I started writing this as a comment on Andy’s post, but it ended up quite long so I decided to blog it instead 🙂
From a user’s perspective, I’m inclined to agree—to put it bluntly, I can’t really recall the last major innovation I saw on my GNOME desktop. After all these years, we’re still mostly working on things that Windows and, more recently, OS X, can do for us already if we’re prepared to pay Apple or Microsoft for the privilege.
Clutter is one such example—it’s a promising technology for developers, and maybe it will turn out to be a “way out” of the “decadence” Andy describes.

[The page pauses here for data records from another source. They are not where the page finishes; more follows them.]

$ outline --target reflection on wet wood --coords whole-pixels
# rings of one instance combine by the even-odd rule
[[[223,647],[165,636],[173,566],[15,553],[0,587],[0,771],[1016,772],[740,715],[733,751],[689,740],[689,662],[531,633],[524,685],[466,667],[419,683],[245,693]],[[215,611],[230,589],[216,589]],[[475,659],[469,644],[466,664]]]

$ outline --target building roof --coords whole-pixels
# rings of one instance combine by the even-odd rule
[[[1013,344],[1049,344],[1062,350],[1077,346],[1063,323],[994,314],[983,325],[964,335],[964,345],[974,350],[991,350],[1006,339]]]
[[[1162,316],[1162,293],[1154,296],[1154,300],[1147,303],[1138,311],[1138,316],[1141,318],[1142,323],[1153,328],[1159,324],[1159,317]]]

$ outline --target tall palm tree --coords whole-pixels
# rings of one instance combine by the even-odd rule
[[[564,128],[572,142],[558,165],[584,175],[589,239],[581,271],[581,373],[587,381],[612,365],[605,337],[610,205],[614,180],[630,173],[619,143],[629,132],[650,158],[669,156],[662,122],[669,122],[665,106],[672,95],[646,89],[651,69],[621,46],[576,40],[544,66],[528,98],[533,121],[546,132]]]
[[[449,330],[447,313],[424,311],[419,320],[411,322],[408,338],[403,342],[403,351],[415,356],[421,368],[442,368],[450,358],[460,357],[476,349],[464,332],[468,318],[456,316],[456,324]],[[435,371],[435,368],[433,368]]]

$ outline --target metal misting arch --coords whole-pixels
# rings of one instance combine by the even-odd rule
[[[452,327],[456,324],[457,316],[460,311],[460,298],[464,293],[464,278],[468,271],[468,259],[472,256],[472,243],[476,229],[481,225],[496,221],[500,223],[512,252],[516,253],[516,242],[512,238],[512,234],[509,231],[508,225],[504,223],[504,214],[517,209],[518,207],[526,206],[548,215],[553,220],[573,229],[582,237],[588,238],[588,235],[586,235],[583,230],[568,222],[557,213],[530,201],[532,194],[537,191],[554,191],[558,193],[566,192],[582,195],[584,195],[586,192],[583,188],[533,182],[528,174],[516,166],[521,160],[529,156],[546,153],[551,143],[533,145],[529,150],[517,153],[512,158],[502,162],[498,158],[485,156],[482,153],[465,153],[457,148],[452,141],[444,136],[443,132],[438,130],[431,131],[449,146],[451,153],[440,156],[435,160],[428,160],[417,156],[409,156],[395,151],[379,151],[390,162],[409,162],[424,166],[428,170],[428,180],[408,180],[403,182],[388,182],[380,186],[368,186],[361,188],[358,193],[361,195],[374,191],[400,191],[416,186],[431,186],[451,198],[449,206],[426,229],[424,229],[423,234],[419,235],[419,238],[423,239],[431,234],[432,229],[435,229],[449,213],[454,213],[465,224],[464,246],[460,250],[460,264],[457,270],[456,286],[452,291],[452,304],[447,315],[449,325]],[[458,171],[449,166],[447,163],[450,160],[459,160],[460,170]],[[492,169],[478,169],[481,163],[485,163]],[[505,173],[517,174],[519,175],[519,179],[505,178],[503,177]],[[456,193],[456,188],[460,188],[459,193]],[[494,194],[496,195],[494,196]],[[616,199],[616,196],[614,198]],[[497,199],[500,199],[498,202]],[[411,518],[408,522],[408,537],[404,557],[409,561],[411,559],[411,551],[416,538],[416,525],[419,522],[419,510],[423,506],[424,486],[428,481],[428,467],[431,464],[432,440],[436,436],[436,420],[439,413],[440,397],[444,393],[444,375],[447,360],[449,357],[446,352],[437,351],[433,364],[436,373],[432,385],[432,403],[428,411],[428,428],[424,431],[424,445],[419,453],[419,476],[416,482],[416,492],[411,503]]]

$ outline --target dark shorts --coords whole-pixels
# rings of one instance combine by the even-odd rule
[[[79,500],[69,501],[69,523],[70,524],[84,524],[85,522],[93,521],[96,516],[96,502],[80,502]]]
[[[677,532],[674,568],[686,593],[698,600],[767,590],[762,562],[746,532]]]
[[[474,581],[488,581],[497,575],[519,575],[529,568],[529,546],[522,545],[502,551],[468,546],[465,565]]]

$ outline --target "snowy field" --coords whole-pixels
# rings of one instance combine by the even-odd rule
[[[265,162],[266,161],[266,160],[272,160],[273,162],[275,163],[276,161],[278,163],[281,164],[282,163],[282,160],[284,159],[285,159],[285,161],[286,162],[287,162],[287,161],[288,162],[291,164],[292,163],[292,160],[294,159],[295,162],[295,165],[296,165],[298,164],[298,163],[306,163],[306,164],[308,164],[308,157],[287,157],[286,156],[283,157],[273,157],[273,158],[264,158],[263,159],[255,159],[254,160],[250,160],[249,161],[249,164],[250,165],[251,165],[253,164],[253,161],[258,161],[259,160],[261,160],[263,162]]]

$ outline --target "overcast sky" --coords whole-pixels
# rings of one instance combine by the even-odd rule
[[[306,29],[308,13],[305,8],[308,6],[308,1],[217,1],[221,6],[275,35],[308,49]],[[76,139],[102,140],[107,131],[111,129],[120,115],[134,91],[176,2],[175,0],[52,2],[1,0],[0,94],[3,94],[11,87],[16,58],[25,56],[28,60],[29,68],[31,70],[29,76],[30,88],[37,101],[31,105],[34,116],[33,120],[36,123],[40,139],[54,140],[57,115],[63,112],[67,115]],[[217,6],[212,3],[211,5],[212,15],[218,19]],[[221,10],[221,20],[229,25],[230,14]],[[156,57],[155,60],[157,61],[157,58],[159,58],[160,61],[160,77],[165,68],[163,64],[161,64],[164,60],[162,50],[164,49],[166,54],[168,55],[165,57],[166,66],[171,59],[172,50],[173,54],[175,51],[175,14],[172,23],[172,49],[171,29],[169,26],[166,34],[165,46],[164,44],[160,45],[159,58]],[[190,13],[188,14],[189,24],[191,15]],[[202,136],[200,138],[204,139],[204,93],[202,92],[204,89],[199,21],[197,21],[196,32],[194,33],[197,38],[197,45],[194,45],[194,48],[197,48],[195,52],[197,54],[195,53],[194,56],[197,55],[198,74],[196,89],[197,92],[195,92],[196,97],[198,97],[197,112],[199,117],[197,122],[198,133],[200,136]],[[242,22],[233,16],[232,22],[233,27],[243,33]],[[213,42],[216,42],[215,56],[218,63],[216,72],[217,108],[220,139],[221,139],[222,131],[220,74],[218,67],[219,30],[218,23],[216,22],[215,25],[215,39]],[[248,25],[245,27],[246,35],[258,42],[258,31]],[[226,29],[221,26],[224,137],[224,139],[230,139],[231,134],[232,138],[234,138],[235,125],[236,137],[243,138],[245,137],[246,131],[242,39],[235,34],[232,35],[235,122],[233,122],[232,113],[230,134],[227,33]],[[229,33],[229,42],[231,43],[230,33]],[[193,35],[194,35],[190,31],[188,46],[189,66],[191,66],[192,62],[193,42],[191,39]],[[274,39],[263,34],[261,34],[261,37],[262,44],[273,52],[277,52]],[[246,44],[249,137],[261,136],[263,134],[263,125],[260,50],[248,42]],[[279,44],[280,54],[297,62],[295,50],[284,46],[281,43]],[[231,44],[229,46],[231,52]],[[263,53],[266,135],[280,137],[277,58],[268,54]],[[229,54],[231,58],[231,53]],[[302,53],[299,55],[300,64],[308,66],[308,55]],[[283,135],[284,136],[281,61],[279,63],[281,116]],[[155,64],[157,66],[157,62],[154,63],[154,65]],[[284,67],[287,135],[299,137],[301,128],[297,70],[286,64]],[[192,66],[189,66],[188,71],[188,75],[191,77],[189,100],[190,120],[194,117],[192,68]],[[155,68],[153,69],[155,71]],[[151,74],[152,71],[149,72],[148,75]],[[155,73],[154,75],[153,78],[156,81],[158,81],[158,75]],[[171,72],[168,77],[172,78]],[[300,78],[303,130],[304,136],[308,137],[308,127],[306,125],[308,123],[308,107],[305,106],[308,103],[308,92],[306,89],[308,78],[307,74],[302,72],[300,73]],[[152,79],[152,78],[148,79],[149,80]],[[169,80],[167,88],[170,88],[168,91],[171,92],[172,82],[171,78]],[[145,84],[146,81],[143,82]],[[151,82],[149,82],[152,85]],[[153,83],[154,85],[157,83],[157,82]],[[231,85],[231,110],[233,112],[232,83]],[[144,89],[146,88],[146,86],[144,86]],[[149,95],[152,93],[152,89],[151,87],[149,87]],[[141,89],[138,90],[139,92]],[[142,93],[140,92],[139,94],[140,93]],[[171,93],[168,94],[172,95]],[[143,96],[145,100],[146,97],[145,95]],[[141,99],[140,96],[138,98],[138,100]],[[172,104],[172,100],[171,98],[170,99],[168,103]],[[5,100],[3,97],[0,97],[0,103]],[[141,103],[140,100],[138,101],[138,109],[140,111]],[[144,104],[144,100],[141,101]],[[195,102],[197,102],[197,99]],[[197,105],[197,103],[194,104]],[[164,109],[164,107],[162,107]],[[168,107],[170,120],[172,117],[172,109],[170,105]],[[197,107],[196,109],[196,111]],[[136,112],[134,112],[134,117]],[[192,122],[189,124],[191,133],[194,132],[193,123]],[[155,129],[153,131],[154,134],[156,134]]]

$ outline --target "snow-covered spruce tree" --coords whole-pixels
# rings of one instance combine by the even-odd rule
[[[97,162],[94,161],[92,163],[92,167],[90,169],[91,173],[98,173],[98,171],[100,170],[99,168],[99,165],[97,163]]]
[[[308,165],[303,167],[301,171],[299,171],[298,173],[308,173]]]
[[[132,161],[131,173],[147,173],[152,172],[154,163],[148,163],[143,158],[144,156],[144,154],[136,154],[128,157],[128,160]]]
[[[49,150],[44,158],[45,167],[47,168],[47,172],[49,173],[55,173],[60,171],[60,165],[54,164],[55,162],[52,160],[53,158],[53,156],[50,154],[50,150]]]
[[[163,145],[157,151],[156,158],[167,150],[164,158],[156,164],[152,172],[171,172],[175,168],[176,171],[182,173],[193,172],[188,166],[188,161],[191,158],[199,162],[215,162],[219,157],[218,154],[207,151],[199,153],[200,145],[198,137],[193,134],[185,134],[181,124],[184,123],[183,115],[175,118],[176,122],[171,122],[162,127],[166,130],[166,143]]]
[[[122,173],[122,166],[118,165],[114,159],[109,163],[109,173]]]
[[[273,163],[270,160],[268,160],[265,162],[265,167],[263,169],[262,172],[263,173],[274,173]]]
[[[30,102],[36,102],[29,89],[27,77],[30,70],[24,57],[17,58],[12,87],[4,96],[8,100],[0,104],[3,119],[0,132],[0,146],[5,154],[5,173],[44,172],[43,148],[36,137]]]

But if we just use it to write clones of Front Row or CoverFlow or any of Apple’s other CoreAnimation-based apps, then Apple will have moved on again by the time we’re finished and we’ll just be playing catch-up again.
In any case, Clutter is just a toolkit, and toolkits don’t help us with the vague lack of coherence and integration on some parts of our desktop today, or the need for more clarity of purpose going forward. For that I applaud Havoc et al.’s vision of an online desktop—while it’s not one that desperately excites me personally, I don’t have anything better to propose, and having everybody focusing on something is surely better than nobody focusing on anything 🙂
As for the HIG—I really don’t believe that it stifles creativity any more than (say) Apple’s HIG stifles theirs, but it probably has been a victim of it’s own success to some extent. It was written six years ago, and as such, it describes the best practices for six-year-old GNOME apps. We do have plans to substantially revamp it, but it won’t happen overnight.
That said, the HIG shouldn’t drive major changes in GNOME’s UI, it should reflect them. But at the same time, the gtk guys (and others) need to know what changes to make for 3.0 that will support the sort of changes we might want to make going forward.
Everybody probably just needs to get talking and generate ideas to move that process along again, but I also wonder if maybe we don’t have enough rockstars in our community right at the moment—it’s much easier to reach a goal when two or three people are driving you there, than when a hundred people are all trying to make their own way.